- Directed by: John Howard; Niels Rasmussen;
- Written by: Martin Wise
- Produced by: Frank Wong; Philip Marcus;
- Starring: Clint Walker; Eartha Kitt; Christopher Mitchum; Anne Lockhart; Kathleen Lu; Yuen Kao; Anita Merritt;
- Cinematography: Greg von Berblinger
- Edited by: Wolfgang Niell; Dwight Rasmussen;
- Music by: John Sanders; Bruce Tambling;
- Production company: Eastern Media Group
- Distributed by: Embassy Pictures; Cinema International Corporation;
- Release date: March 1987;
- Running time: 89 min
- Countries: United States; Hong Kong;
- Language: English

= The Serpent Warriors =

1987 American-Hong Kong film by John Howard and Niels Rasmussen

The Serpent Warriors (also known as The Golden Viper) is a 1987 crime-horror film directed by John Howard and Niels Rasmussen starring Clint Walker, Eartha Kitt, Christopher Mitchum, Anne Lockhart, Kathleen Lu, Yuen Kao and Anita Merritt. The film is an American-Hong Kong co-production.

==Plot==
A zoologist is called to a construction site that has snakes that was once was the ancient site of a snake-worshiping cult.

==Cast==
- Clint Walker as Morgan Bates
- Eartha Kitt as Snake Priestess
- Christopher Mitchum as Dr. Tim Muffett
- Anne Lockhart as Laura Chase
- Kathleen Lu as Mrs.
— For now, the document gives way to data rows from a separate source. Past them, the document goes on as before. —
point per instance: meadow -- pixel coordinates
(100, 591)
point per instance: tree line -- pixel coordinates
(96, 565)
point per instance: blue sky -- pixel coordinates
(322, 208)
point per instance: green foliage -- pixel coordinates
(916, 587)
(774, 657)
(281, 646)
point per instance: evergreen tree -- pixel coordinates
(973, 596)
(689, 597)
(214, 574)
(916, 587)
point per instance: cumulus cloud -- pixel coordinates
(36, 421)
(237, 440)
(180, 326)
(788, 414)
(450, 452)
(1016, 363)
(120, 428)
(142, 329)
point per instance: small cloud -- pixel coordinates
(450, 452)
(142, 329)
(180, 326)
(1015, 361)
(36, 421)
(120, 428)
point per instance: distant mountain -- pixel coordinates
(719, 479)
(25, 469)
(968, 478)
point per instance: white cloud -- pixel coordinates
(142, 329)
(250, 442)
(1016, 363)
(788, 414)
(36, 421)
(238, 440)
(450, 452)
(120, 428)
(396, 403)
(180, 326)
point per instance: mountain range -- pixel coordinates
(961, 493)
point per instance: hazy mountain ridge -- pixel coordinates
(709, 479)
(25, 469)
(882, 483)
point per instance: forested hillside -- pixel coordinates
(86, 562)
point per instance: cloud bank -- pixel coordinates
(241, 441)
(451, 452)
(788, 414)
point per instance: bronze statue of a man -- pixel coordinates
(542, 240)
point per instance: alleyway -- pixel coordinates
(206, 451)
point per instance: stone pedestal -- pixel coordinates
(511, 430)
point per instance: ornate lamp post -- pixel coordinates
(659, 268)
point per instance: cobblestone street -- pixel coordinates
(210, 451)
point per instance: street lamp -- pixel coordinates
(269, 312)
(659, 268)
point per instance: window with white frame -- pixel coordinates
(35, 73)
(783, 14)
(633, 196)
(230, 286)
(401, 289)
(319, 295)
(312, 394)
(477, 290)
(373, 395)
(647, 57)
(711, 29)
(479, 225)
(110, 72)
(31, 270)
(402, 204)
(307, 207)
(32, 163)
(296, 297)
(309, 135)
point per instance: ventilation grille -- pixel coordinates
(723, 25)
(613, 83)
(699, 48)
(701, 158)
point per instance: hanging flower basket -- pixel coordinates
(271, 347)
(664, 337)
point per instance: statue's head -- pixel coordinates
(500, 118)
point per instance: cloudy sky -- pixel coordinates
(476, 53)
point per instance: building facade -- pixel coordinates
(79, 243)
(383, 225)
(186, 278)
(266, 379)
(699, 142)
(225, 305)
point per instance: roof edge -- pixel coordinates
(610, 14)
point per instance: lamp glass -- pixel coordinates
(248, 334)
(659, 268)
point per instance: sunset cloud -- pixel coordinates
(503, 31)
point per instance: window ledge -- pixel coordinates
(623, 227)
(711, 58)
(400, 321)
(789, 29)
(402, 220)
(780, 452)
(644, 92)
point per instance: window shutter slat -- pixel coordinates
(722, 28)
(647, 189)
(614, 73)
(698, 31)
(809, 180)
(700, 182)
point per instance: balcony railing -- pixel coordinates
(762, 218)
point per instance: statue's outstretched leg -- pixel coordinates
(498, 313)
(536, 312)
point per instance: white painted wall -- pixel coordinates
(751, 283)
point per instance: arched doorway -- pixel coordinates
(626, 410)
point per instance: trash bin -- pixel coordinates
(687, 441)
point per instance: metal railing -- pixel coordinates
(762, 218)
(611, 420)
King
- Yuen Kao as Jason King
- Anita Merritt as Serpent Princess

==Production==
===Filming locations===
The Serpent Warriors was filmed in Nevada and Taiwan.

==Reception==
===Critical response===
Paul Freitag-Fey of the Daily Grindhouse wrote in his review: "In other words, Serpent Warriors is exactly the mess of a movie that you’d expect from a film created by three different sources each with their own plot and characters." He could not figure out how Eartha Kitt was cast in the film as "it’s a bit puzzling that her film career was so… varied."